Introduction

As a language-sensitive subject-teacher, teachers and principals also must have detailed knowledge about diagnosis and support. Especially when a student is speaking in a second (or third, or fourth, etc.) language, it can be difficult to diagnose a language disorder, selective mutism or any other learning deficit.

Selective mutism, for example, occurs when a pupil goes through a long phase where he/she is silent in the classroom but do speak at home. This can have a number of causes: there can be a social-emotional cause, such as a stressful situation at home or a lack of confidence in the second language; or linguistic factors such as having trouble suppressing the first language when producing the school’s language (Le Pichon & De Jonge 2015). On basis of different psychiatric and linguistic studies, Le Pichon & De Jonge argue that silence at school during 3 to 5 months is a frequent reaction to the confrontation with a new language environment, but insist on the fact that if the silence lasts longer than 5 months, you should ask yourself if the pupil should get external aid (Le Pichon & De Jonge 2015: 432). A period of silence at school of more than 5 months causes a notable lack of knowledge (ibid.: 434).

Le Pichon and De Jonge mention some good questions to ask to identify selective mutism and to know what kind of help you may need to deal with it. This is illustrated in the following flowchart.

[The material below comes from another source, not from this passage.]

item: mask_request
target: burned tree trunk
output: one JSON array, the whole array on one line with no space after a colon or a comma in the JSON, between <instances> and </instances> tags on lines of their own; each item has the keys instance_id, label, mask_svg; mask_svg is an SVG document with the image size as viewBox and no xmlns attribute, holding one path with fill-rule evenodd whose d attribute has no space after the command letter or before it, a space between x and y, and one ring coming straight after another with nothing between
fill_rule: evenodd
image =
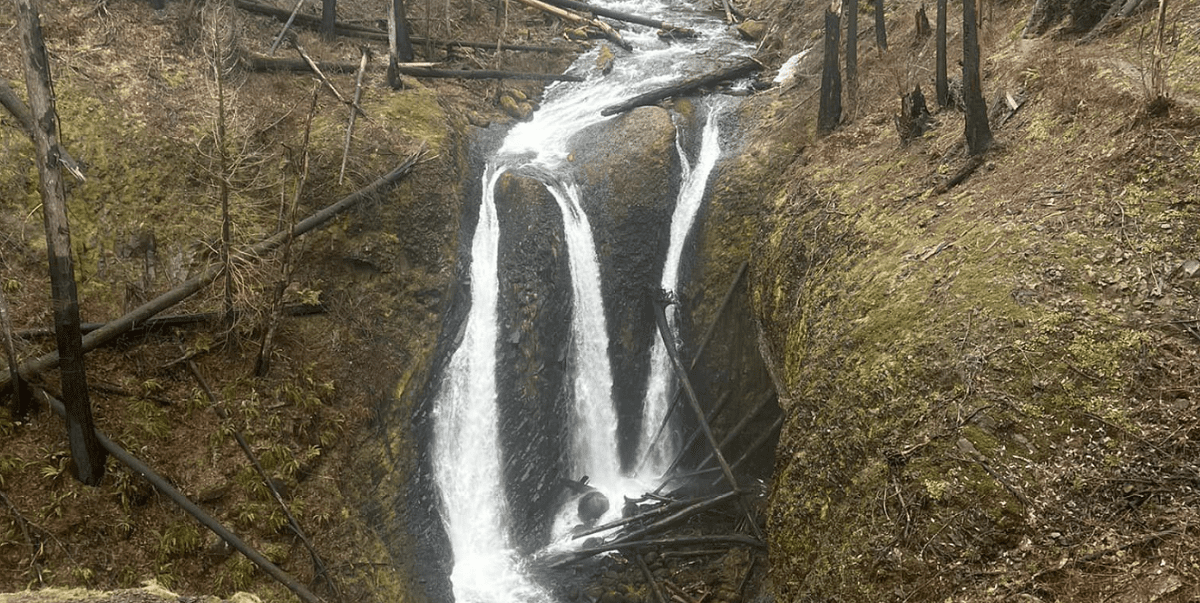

One of the tasks used (among other things) to diagnose language disorders is a quasi-universal non-word repetition task (Boerma et al, 2015). In this task, children try to repeat nonsense words as accurately as possible. However, Boerma et al (2015) show that the results multilingual children get are not always reliable: chances are that a multilingual child scores less well on this task than a monolingual child because the task is somewhat dependent on the child’s home languages. Because of this it is easy to make a misdiagnosis. The authors of this article have tested a so-called universal version of the test, and this version was better suited for diagnosing multilingual children who might have a language disorder.

Something else to keep in mind is how the classrooms are composed. When pupils transition from a reception class to a regular class, they can be put together with other children of the same age, or they are paired up with respect to their language proficiency level. Both methods have their merits and their disadvantages.

Finally, teachers and board members need to be aware of different strategies of differentiation. This includes scaffolding on an individual micro-level of each student and on the macro-level of planning of instruction for the classroom. Concrete examples of differentiation strategies are further discussed in the EDINA differentiation modules.

To conclude, teachers and principals diagnose individual linguistic preconditions and development processes. They have to take into account variations in pupils’ language achievements, background knowledge, interests and abilities. Therefore, the teacher needs to acquire a minimal knowledge of the pupils’ language and cultural biographies and of their academic background.

The scientific research points to the advantages of multilingual education, such as positive impacts in achievement for non-dominant groups (Kosonen, 2005; Cummins, Hu, Markus & Montero 2015; Gogolin, Neumann and Roth, 2007) and increased participation of parents in children’s learning process, which in turn establishes a relationship of mutual confidence and intercultural understanding between schools and families (Benson, 2002; Meier, 2012).